Il en est de la Divinité comme du soleil qui est lumineux en lui-même, qui répand sa gloire au dehors par ses rayons, et qui imprime dans la nuée ou dans l’eau une image affaiblie et dépouillée de son plus grand éclat, mais pure, agréable et majestueuse.
La Divinité a une gloire essentielle qui consiste dans l’éminence de ses vertus et de ses perfections infinies, à laquelle il est impossible de rien ajouter, et dont il est même impossible de soutenir l’éclat. Cette gloire sort au dehors par ses ouvrages, qui tiennent de leur divin principe, et elle forme du concours des rayons qui la portent jusqu’à nous, et qui se réunissent dans le cœur de l’homme, une image de ce beau soleil, qui, quoique affaiblie et dénuée d’un éclat trop éblouissant, ne laisse pas d’être pure, fidèle et magnifique. Cette image est ce que nous appelons la religion chrétienne, et que l’on peut prouver par le seul avantage qu’elle a de se rapporter à la gloire de Dieu, et d’être comme une fidèle expression de ses vertus et de nos devoirs.
Il n’y a que celle-ci en effet qui désabuse les hommes en détruisant les fausses idées qu’ils avaient de la Divinité. Elle seule fait connaître la nature du vrai Dieu. Elle ôte à la divinité sa nuée, ses voiles matériels, et sa pompe corporelle, plus propre à la déguiser qu’à la faire connaître.
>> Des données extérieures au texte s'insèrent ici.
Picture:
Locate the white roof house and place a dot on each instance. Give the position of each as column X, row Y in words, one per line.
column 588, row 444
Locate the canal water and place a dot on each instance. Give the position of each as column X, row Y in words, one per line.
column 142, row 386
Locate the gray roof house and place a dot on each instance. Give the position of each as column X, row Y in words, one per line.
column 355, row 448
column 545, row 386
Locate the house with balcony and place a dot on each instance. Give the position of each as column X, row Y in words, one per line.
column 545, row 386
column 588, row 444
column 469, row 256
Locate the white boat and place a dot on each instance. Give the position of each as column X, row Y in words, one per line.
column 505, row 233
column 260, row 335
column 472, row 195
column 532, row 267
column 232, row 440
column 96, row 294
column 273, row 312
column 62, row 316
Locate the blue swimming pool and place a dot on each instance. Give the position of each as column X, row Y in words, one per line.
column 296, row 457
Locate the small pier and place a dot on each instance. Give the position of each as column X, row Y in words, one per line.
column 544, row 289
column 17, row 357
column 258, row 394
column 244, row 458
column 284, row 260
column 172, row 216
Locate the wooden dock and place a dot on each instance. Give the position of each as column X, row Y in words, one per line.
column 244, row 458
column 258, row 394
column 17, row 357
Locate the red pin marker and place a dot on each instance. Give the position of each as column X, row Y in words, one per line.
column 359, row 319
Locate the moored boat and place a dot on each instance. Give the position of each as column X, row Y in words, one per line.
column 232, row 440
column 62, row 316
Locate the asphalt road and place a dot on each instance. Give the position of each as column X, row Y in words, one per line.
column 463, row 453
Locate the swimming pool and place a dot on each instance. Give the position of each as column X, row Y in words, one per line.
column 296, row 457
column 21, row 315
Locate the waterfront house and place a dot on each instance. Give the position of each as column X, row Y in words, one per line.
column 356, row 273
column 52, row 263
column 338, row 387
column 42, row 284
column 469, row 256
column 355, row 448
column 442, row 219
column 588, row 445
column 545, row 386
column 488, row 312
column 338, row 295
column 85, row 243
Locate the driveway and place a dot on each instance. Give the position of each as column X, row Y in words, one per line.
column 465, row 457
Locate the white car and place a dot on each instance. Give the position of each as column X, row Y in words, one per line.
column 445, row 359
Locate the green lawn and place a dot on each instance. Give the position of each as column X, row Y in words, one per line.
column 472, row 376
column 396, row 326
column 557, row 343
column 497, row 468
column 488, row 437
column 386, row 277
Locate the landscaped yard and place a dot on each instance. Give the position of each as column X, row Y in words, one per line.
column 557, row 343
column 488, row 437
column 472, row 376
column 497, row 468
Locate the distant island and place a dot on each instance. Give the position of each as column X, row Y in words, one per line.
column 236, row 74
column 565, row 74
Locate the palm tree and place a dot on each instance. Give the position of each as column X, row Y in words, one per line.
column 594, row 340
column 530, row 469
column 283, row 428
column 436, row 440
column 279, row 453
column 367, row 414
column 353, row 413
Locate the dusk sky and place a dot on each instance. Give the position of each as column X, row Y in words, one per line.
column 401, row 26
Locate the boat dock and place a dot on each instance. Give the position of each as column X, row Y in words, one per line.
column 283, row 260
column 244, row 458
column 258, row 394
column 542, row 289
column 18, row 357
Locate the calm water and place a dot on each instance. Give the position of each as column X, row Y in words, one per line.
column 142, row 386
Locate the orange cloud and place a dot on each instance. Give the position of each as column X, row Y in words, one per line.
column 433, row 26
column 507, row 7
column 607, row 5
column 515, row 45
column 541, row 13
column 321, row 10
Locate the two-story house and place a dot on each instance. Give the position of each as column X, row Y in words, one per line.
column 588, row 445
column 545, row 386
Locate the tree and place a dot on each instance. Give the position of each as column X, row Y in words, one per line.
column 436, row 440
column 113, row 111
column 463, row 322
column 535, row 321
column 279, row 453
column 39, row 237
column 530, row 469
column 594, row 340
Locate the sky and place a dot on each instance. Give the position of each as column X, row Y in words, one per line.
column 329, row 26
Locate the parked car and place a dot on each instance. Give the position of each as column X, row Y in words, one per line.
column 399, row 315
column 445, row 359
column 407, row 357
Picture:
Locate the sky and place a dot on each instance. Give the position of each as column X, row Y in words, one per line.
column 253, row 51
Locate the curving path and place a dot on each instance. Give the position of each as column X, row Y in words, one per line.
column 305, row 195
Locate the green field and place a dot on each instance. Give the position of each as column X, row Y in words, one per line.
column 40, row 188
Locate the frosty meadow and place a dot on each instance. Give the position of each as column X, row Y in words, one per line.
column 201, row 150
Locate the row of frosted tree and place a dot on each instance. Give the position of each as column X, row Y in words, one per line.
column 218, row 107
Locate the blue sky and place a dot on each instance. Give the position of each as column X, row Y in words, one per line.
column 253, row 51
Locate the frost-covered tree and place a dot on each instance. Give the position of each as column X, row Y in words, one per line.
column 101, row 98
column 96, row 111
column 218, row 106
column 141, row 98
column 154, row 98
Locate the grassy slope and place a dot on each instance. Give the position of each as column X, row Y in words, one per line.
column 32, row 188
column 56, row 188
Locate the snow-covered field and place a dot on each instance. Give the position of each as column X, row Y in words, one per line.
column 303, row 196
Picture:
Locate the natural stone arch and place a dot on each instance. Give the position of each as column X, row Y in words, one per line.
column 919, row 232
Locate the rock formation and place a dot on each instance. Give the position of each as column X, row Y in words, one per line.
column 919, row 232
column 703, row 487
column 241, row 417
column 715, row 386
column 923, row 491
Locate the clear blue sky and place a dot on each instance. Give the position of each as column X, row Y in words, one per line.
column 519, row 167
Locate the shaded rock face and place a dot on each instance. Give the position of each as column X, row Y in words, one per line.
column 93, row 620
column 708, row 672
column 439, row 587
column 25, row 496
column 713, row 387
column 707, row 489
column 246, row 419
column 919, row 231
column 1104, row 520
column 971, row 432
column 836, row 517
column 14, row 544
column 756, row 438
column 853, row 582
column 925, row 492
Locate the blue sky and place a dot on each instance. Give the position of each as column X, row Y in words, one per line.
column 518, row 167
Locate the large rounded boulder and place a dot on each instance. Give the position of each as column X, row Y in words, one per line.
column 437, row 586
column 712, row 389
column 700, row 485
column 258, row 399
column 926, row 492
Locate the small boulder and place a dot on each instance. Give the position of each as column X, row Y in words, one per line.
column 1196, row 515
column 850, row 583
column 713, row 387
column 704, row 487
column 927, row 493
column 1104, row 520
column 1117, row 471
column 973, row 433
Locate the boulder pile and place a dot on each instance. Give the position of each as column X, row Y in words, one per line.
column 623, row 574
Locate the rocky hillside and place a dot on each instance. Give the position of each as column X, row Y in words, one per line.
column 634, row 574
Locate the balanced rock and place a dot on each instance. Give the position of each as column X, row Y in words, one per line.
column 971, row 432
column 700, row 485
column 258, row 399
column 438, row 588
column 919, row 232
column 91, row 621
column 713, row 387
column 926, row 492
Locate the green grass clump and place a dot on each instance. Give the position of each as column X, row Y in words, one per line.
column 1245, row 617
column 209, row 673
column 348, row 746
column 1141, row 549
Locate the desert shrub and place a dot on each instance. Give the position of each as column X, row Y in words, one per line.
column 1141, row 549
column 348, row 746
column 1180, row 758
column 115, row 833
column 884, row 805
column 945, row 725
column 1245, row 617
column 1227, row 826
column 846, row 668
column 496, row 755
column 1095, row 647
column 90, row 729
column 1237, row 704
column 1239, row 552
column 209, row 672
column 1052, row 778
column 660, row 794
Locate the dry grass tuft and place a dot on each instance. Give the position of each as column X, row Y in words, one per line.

Elle nous fait voir Dieu, en nous montrant qu’il est invisible ; et elle le dérobe aux sens, pour le faire paraître à l’esprit.
Il n’y a que la religion chrétienne qui nous fasse connaître ce conseil de Dieu si miséricordieux et si nécessaire à notre consolation ; c’est qu’il a envoyé son Fils au monde, afin que quiconque croit en lui ne périsse point, mais qu’il ait la vie éternelle : comme il n’y a qu’elle aussi qui glorifie ses vertus, et qui en découvre distinctement la perfection et l’infinité.
C’est elle qui nous apprend que Dieu gouverne tout par sa providence ; qu’il fait servir le mal même à notre bien ; qu’il pourvoit à nos besoins par sa bonté ; que sa fidélité et sa justice ne lui permettent point de supporter nos dérèglements, et que néanmoins sa miséricorde et ses compassions n’ont point de bornes.
Elle ne nous enseigne pas seulement que l’homme doit servir Dieu, elle nous fait voir que c’est là la fin. Elle nous apprend à lui demander l’avancement de sa gloire avant toutes choses, et à commencer nos prières par lui dire : Ton nom soit sanctifié, ton règne vienne, ta volonté soit faite. Elle veut que nous le glorifiions non des lèvres seulement, ou par de simples hymnes, mais par nos paroles, par nos pensées et par nos actions. Elle nous apprend à ne soustraire aucune créature à sa providence, aucun péché à sa justice, aucun pécheur à sa miséricorde, aucun mouvement de piété à la gloire de sa grâce, aucune action à son jugement.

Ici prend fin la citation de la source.